# Refactor Taxi Fare Prediction Problem with a Pipeline

Refactor the model you built for the Taxi Fare Prediction Problem using:
- Custom encoders you have to write for distance and time features
- OneHot Encoder to encoder hour and day of week features
- SimpleImputer to fill missing values
- A simple linear regression
- A pipeline to put all together


Then: 
- train this pipeline
- apply the pipeline on test data
- generate predictions and submit these new predictions to Kaggle

## First pipeline

In [1]:
# import the dataset from s3 bucket 
import pandas as pd
url = "s3://wagon-public-datasets/taxi-fare-train.csv"

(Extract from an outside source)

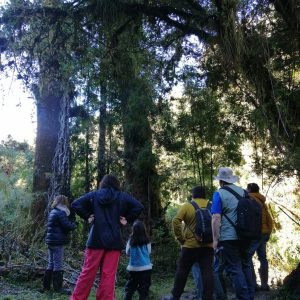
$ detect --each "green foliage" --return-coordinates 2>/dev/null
[0,137,33,240]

# Select only 10 000 rows while creating the DataFrame


In [2]:
# prepare X and y


In [3]:
# Hold out 


### Custom transformers

With the Taxi Fare Prediction Challenge data, using `BaseEstimator` and `TransformerMixin`, implement:

- a transformer that computes haversine distance between pickup and dropoff location
- a custom encoder that extract time features from `pickup_datetime`

In [5]:
import numpy as np

def haversine_vectorized(df, 
         start_lat="pickup_latitude",
         start_lon="pickup_longitude",
         end_lat="dropoff_latitude",
         end_lon="dropoff_longitude"):

    """ 
        Calculate the great circle distance between two points 
        on the earth (specified in decimal degrees).
        Vectorized version of the haversine distance for pandas df
        Computes distance in kms
    """

    lat_1_rad, lon_1_rad = np.radians(df[start_lat].astype(float)), np.radians(df[start_lon].astype(float))
    lat_2_rad, lon_2_rad = np.radians(df[end_lat].astype(float)), np.radians(df[end_lon].astype(float))
    dlon = lon_2_rad - lon_1_rad
    dlat = lat_2_rad - lat_1_rad

    a = np.sin(dlat / 2.0) ** 2 + np.cos(lat_1_rad) * np.cos(lat_2_rad) * np.sin(dlon / 2.0) ** 2
    c = 2 * np.arcsin(np.sqrt(a))
    return 6371 * c

In [4]:
# Implement the `tarnsform`  method of the DistanceTransformer
from sklearn.base import BaseEstimator,  TransformerMixin 

class DistanceTransformer(BaseEstimator, TransformerMixin):
    """Compute the haversine distance between two GPS points."""

    def __init__(self, 
                 start_lat="pickup_latitude",
                 start_lon="pickup_longitude", 
                 end_lat="dropoff_latitude", 
                 end_lon="dropoff_longitude"):
        self.start_lat = start_lat
        self.start_lon = start_lon
        self.end_lat = end_lat
        self.end_lon = end_lon

    def fit(self, X, y=None):
        return self
    
    def transform(self, X, y=None):
        """Returns a copy of the DataFrame X with only one column: 'distance'"""
        pass

In [None]:
# test the DistanceTransformer
dist_trans = DistanceTransformer()
distance = dist_trans.fit_transform(X_train, y_train)
distance.head()

In [5]:
# Implement the `transform` method of the TimeFeaturesEncoder
class TimeFeaturesEncoder(BaseEstimator, TransformerMixin):
    """Extract the day of week (dow), the hour, the month and the year from a time column."""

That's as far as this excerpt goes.